なぜ書けなかったかというと、真下に男がいたら面白いなというただそれだけの着想から始まったのだけど、ブログに書いてしまったせいでその制約に縛られてしまったからだ。わたしは約束は守らないと気持ちが悪い性格だ。なんども別の話を考えよう思ったのだけど、どうしてもこれを書かないと気が済まなくなった。わたしは基本的にオカルトが苦手だ。ホラーとか奇譚といったものは大好きなのだけど、話が超常現象で片付けられると、とたんに興ざめする。最初は、少女を主人公にするつもりだった。なぜかいつも寝ているときに床下に男がいて会話をするという設定だった。それだとどうしても男はこの世のものではないことになってしまう。なんとか男が床下にいる理由をこじつけようとしたのだけど、無理だった。コンクリートの中に潜り込める人間はいない。諦めかけていたら、男の主人公にしたらどうかという着想が浮かんだ。そこから構想がまとまるのはわりと早かった。海外出張とか書く時間が取れなかったこともあり、意外と時間がかかったけど、いい具合に不条理でチープで愉快な作品ができたと思う。

これでようやく次のことに取りかかれる。

ベッドの下の男

ベッドの下の男

ベッドの下の男

 東雲さん、と声をかけてきた若い男は、ここいいっすか、といって、返事もまたず隣のスツールにまたがった。わたしは思わず時計を見た。九時二〇分。約束の時間にはずいぶん早い。奇遇ですね、よく来るんですかこの店。ダークスーツにノーネクタイ。顔が小さくてたまごのように白い。よく見るとフランク・ミュラーの腕時計をしている。わたしは反応に迷った。わたしは他人の顔を覚えるのが極端に苦手だ。仕事で関わったクライアントの顔もほとんど覚えていない。赤ん坊のころからおしめを替えてくれたり歌を歌ってくれたりしてわたしが十一歳になるまで家にいた家政婦の顔を覚えていなかったこともある。若い男は、僕のこと知らないっすか? と眉をしかめた。

「知らないな」わたしはスコッチのグラスを傾けた。
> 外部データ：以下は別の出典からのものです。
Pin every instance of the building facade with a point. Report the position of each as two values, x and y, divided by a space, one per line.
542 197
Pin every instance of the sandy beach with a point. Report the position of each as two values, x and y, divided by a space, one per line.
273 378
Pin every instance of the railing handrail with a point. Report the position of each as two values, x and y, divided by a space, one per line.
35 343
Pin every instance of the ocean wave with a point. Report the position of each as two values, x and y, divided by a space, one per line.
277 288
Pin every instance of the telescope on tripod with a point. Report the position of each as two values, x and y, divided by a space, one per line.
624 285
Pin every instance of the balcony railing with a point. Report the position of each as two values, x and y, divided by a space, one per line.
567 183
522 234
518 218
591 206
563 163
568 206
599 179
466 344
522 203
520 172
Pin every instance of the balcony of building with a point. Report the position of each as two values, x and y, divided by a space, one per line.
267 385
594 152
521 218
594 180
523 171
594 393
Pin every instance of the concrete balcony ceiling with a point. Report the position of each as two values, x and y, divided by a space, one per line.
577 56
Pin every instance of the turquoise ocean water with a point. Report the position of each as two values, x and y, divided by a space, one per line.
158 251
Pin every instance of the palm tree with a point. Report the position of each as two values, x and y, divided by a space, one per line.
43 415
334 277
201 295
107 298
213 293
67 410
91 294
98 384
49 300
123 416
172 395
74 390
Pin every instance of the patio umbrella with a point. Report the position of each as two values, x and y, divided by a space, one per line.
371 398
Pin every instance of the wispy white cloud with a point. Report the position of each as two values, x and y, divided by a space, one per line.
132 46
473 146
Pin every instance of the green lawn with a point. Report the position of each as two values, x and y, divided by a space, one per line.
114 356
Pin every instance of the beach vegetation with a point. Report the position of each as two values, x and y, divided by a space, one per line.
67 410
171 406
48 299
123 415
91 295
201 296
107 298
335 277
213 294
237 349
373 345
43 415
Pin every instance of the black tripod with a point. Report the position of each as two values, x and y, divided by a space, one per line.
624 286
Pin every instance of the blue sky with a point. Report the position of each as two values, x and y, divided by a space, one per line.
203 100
アイラモルト特有の、ピートの香りが鼻を刺激する。

「丸子っす」話を聞くに、彼はうちの会社の営業に配属された新人らしかった。わたしは都内の広告代理店に勤めている。毎年何十人も入ってくる新人の顔など覚えているはずがない。

「こんなところで会えてうれしいなあ。ぼく東雲さんのファンなんですよね。うちのエースじゃないですか。こないだの地下鉄のラッピング広告、すごかったです。あのコピー、東雲さんが考えたんですよね。『放課後はジャーニーしよう!』ってやつ」丸子は旅行会社とのタイアップで最近デビューしたアイドル歌手のキャッチコピーを唱えた。うちで手がけたものだが、わたしが考えたものではないし、出来も最悪だ。

「めんどうくさいな」

「は?」

「きみは、ひとり?」

「そうっす」いや、いままで合コンだったんですけど、つまんなくて抜けてきちゃったんすよね。よかったらおれの代わりにいきます? 残念なのしかいませんけど。丸子はそう続けた。

「おれに、居酒屋にいって不細工な女に手拍子されながらゲロみたいにまずいチューハイを一気のみしろといってるのか」

「いや、そこまでは」

「遠慮する。約束があるんでね」わたしはもう一度、腕時計を見た。会話を切りあげたつもりだった。いまさら若いやつらの合コンにいって得るものはない。

 丸子は動かなかった。口元に笑みを浮かべたまま、こちらを覗きこむ。

「東雲さん、こんな話、知ってます?」

 不躾な男だ。わたしは怪訝さを隠さなかった。

「ある女の子がね、春から大学に入学したんです。それまで徳島だかの実家で暮らしてたんですけど、上京して、ひとり暮らしを始めたわけです。もうだいぶ東京の暮らしにも慣れてきまして、それでもまだ渋谷はハチ公口から出ないとわかんないみたいな」

「なんの話をしているんだ」

「ある日、大学の友達がマンションに遊びに来たんすよ。ビールとか飲んでみたりして、夜もふけてきたもんだから、自分はベッドに寝て、友達は床に布団を敷いて寝てもらうことにしたんですね。ほら、自分のベッドってあんま他人に使わせたくないじゃないですか」

「それはわかるな」

「電気を消そうとしたら、友達がとつぜんコンビニに行きたいっていうんですね。これからもう寝るっていうのに、どうしてもシーマヨのおにぎりが食べたいからいっしょに来てくれって。女の子はもう眠いから寝ようっていうんだけど、あんまりしつこいから、服を着て外にでたんです。コンビニに向かうのかと思ったら、コンビニとは反対の道を歩いていって、どこいくのって訊いたら、友達が交番の前で立ちどまって、こういったんです」

 丸子はそこで間をおいた。

「ベッドの下に包丁を持った男がいて、こっちを向いて笑ってたって」

「なるほど」わたしはスコッチを舐めた。

「怖くありません?」

「べつに。よくある都市伝説だな。そろそろよそへ行ってくれないか」わたしは苛立った。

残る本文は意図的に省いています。